Nested loop summation in 2D using OpenCL

I have recently started working with OpenCL in C++ and I'm trying to fully understand how to use 2D and 3D NDRange. I'm currently implementing Inverse Distance Weighting in OpenCL, but my problem is general.

Below is the serial function to compute the weights and it consists of a nested loop.

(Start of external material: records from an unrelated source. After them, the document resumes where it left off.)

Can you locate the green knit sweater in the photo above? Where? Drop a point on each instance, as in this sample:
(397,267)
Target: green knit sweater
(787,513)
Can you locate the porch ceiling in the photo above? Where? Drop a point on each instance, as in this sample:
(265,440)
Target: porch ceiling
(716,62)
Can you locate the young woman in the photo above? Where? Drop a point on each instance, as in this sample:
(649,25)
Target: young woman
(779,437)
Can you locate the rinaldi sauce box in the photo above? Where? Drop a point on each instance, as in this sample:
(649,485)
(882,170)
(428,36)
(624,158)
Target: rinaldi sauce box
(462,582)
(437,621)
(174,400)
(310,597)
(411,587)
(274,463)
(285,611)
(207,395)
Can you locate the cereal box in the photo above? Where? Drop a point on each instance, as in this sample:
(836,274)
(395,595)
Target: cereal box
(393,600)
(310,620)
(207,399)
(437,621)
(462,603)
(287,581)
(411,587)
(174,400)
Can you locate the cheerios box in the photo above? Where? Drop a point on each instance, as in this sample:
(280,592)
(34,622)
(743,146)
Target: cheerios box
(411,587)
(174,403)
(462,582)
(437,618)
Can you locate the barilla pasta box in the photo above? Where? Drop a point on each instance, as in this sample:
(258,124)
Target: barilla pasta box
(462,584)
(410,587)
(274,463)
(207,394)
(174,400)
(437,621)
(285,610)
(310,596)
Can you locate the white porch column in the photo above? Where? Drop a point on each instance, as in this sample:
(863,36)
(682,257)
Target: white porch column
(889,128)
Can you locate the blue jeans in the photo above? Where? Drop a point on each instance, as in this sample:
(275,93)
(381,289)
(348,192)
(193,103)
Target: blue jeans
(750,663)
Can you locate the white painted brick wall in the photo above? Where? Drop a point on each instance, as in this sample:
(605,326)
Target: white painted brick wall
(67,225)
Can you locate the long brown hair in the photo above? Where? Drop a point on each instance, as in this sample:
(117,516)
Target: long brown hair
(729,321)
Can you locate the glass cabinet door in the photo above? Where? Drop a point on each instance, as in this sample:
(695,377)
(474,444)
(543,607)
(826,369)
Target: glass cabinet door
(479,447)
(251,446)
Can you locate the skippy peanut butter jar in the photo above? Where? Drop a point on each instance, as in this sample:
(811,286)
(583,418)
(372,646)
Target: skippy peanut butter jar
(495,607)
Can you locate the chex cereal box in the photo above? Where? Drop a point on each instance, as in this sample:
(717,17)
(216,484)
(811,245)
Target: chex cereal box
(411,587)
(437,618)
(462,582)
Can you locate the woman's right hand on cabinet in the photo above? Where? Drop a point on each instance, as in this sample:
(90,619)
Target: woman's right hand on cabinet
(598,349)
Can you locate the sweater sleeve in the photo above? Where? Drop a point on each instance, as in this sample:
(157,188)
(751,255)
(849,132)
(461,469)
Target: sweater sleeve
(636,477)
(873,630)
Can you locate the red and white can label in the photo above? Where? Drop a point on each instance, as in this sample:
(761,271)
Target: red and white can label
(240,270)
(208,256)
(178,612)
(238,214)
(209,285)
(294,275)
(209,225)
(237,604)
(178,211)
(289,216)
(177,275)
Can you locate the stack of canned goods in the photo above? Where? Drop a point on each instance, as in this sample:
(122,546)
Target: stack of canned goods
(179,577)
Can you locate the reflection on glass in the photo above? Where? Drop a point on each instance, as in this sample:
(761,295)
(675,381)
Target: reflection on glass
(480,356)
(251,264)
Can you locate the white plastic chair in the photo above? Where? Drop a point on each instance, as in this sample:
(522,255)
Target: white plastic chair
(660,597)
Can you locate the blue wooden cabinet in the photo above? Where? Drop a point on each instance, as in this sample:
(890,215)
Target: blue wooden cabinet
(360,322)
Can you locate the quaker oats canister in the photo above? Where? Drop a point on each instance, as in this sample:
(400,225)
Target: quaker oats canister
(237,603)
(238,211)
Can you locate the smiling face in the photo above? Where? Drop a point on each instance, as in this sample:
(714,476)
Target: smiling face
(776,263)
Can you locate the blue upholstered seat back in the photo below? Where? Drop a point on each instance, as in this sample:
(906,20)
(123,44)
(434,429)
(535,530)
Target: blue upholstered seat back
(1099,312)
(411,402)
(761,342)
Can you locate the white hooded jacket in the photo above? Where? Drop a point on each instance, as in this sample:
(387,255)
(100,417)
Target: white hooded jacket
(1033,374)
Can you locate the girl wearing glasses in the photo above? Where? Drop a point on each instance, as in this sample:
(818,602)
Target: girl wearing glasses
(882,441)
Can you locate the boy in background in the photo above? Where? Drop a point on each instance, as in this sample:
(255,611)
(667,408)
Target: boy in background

void computeWeights(int nGrids, int nPoints, double *distances, double *weightSum, const double p) {

    for (int i = 0; i < nGrids; ++i) {
        double sum = 0;
        for (int j = 0; j < nPoints; ++j) {
            double weight = 1 / pow(distances[i * nPoints + j], p);
            distances[i * nPoints + j] = weight;
            sum += weight;
        }
        weightSum[i] = sum;
    }
}

What I would want is to implement the above function using a 2D NDRange, the first being over nGrids and the second over nPoints. What I don't understand, though, is how to handle the summation of the weights into weightSum[i]. I understand that I may have to use parallel sum reduction, somehow.

Solution

When dispatching a kernel with a 2D global workspace, OpenCL creates a grid of work-items. Each work-item executes the kernel and gets unique ids in both those dimensions.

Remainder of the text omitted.